The information entropy can be described as the capability of the detail-performance.

\( IE=\sum_{m=0}^{255}H\left({P}_m\right)=-\sum_{m=0}^{255}{P}_m\cdot \log \left({P}_m\right) \) (where m and P_m stand for the gray-scale value and the probability that the pixel appears in the image.)

The larger the entropy is, the richer the details are, and the better the quality of the fused image is.

Mutual information is a measurement of statistical correlation between two random variables.
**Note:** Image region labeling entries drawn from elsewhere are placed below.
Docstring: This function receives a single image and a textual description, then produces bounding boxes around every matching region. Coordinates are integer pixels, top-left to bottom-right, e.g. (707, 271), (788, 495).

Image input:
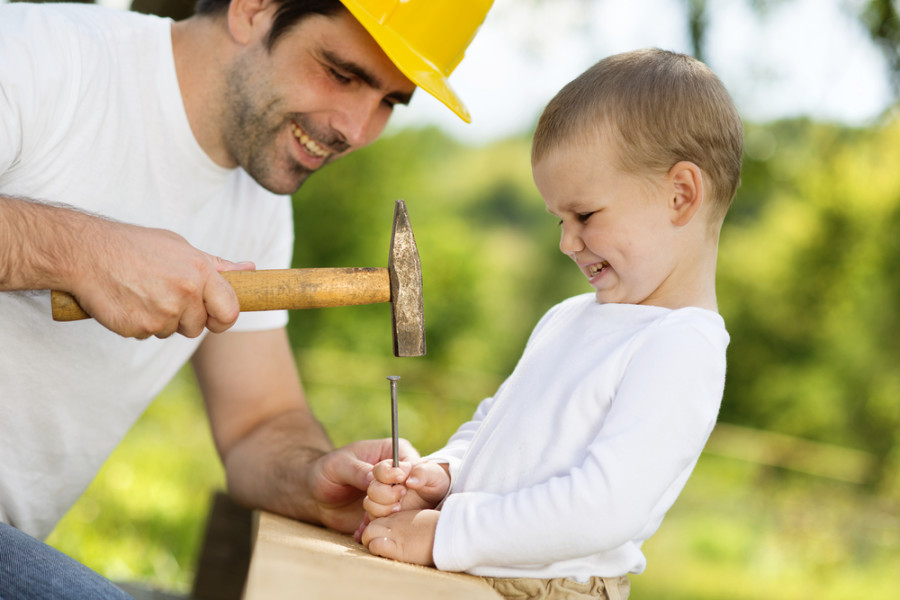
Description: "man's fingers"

(372, 460), (413, 484)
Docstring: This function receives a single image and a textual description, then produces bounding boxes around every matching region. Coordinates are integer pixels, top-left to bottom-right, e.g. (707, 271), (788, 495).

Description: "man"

(0, 0), (491, 598)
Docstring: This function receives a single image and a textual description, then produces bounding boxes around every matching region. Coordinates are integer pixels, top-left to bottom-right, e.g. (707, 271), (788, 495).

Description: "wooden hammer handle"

(50, 267), (391, 321)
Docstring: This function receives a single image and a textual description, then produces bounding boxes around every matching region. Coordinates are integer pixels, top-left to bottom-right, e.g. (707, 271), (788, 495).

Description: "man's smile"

(291, 121), (331, 158)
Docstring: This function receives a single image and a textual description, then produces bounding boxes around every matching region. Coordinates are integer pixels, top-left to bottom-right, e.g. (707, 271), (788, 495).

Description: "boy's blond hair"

(531, 48), (743, 223)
\( MI\left(A,B\right)=\sum_{m=0}^{255}{P}_{AB}(m)\log \frac{P_{AB}(m)}{P_A(m)\cdot {P}_B(m)} \) (where P_A(m), P_B(m), and P_AB(m), respectively, show the probability of m-gray-scale among image A, image B, and the united of images A and B.)
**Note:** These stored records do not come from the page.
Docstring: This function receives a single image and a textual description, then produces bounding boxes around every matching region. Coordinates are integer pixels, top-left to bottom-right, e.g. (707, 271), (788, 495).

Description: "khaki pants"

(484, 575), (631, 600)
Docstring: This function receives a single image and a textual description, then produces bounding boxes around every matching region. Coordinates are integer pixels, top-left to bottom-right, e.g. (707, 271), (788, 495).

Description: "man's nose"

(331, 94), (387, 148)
The higher the MI is, the much information fused images can extract from the original image, and the better the fusion results are.

Mean grads, also called clarity, which reflects the changes of image gray-scale.

\( MG=\frac{1}{M\times N}\sum_{i=1}^M\sum_{j=1}^N\sqrt{\varDelta xF{\left(i,j\right)}^2+\varDelta yF{\left(i,j\right)}^2} \) (where ΔxF(i, j) and ΔyF(i, j) denote the difference of F along X and Y directions.)

The higher the mean grads is, the richer the image gray-scale can express, and the more clearly the image is.

The spatial frequency of images measures the degree of the richness of image detail information images

\( SF=\sqrt{RF^2+{CF}^2} \)

(where RF and CF stand for the row-frequency and column-frequency, respectively)

The higher the spatial frequency is, the richer the image levels are, the higher the contrast is. Consequently, the better the fusion result is.